| name | forge-design |
| description | Forge system design skill. Use when a user wants to start a new project or system with Forge, design a new system from scratch, or establish the foundation that all downstream spec work builds on. Drives a value-focused discovery interview that produces the full spec skeleton: conception.yaml, system.yaml, domain and module files, a general environment sketch, and workbench/discovery.md. Triggers on: "start a new forge project", "design a new system", "let's build X with forge", "forge-design", or any request to begin Forge spec work from scratch.
|
forge-design
Read references/framework.md before starting — you need the full schema.
Purpose
Drive a value-focused interview that produces the complete spec skeleton. The interview is about what the system does and how it creates value — not pain points, benchmarks, or hypothetical comparisons. Every question should extract something that will directly shape a spec node.
Output Artifacts
| File | Contents |
|---|
spec/conception.yaml | Conception, actors, glossary |
spec/<system>/system.yaml | System node with platform, language, deployment |
spec/<system>/<domain>/domain.yaml | One per domain |
spec/<system>/<domain>/<module>/module.yaml | Skeleton per module — no elements yet |
spec/<system>/implementation/environments.yaml | General environment sketch |
spec/<system>/workbench/discovery.md | Living document; all downstream skills read this |
Interview Phases
Work through phases in order. Batch questions within a phase; never batch across phases. Ground each question in prior answers — never ask generic questions when you already have context.
Phase 1 — System Intent
Establish what the system is and the value it creates. Keep it concrete.

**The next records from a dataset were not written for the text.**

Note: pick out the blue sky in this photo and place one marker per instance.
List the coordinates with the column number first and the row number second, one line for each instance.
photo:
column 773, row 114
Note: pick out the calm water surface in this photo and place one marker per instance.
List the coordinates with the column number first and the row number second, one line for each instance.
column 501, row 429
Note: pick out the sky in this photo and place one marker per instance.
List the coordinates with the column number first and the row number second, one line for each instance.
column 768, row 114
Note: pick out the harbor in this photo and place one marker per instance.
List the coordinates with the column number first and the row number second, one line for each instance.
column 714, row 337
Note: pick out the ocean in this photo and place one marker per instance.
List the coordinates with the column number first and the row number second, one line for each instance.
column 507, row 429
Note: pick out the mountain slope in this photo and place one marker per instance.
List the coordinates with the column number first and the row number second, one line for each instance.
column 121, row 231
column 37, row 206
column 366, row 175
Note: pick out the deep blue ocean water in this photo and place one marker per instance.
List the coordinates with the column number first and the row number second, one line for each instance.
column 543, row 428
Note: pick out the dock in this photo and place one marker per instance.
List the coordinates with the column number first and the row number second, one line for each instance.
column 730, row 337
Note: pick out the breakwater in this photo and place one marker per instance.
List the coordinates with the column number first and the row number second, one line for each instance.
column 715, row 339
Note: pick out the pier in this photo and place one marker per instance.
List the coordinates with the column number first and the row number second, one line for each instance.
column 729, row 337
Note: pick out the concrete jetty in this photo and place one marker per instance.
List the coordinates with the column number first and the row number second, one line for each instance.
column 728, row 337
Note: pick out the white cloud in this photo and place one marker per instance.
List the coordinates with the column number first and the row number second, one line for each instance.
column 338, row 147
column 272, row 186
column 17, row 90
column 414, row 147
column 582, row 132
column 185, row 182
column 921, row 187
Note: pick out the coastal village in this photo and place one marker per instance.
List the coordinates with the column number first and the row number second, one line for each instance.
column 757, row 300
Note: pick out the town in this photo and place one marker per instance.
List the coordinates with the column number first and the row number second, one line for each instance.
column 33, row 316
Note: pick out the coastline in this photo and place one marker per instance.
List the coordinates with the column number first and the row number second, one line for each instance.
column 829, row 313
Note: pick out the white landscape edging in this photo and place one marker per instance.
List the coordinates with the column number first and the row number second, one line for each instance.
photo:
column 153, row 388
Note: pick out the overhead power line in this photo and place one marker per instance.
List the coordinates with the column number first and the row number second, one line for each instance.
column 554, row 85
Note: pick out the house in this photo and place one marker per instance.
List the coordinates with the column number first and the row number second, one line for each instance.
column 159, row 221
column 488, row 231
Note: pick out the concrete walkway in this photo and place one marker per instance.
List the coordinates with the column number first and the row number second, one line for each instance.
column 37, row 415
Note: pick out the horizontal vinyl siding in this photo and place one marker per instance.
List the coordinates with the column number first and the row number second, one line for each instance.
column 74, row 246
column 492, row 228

- What does this system do? (one clear statement)
- Who benefits from it, and what can they accomplish that they couldn't before?
- What is explicitly out of scope — what will this system never do?
- What's the single most important thing it must get right?
Write the conception intent from the answers. Do not move on until the scope boundary is clear.
Phase 2 — Actors
- Who or what interacts with the system? (humans, services, partners, other systems)
- For each actor: what do they want to accomplish? What auth mechanism do they use?
- Are there actors who read only vs. actors who write/mutate?
Phase 3 — Domain Model
- What are the major responsibilities this system has? (aim for 2–5 natural groupings)
- For each responsibility: what does it own exclusively? What does it explicitly hand off?
- Where do the natural seams fall — where would changes in one area NOT require changes in another?
Resist naming domains until their boundaries are clear. Use descriptive placeholders.
Phase 4 — Module Boundaries
For each domain:
- What distinct units of deployment or ownership exist within it?
- What does each unit manage exclusively? (data, logic, state)
- What does each unit depend on from other modules?
- What external services or integrations does it need?
One module = one deployable unit with clear ownership. When unsure whether something is one module or two, ask: "can these be deployed and scaled independently?"
Phase 5 — Platform and Environment Sketch
Critical decisions — always present options with tradeoffs, never silently default:
- Cloud/platform? (AWS / GCP / Azure / on-prem / hybrid)
- Primary language?
- Deployment model? (cloud / on_prem / hybrid / edge)
- What environment types are needed? (development / staging / production / test)
Environments are general only at this stage — no connection strings, instance classes, or concrete config. Those are captured in forge-spec.
Phase 6 — Glossary and Naming
- Are there domain terms with precise meanings that differ from everyday usage?
- Are there terms that should NOT be used (synonyms to avoid)?
Capture these in the conception glossary. They govern naming across the entire spec.
Assembly
After the interview, before writing any files:
- Restate all major decisions as a summary and ask for confirmation.
- On confirmation, write all files simultaneously.
- Populate
workbench/discovery.md with: system intent, actors, domain model, module map, platform decisions, open questions, and any decisions deferred to forge-spec.
workbench/discovery.md is the primary artifact. Every downstream skill reads it. Be thorough — include the reasoning behind decisions, not just the decisions themselves.
Exit Condition
State: "Design is complete. Here's what we've produced: [list files]. Ready to move to forge-spec for module & element elicitation."
Wait for human confirmation before closing the session.
Key Constraints
- Do not create element files, types, errors, policies, contracts, interactions, or flows — those belong in
forge-spec.
- Do not invent structure the human hasn't described. If you don't have evidence for a module, don't create it.
- Module
elements list stays empty — just []. Populated by forge-spec.
- Use
status: draft on all generated nodes.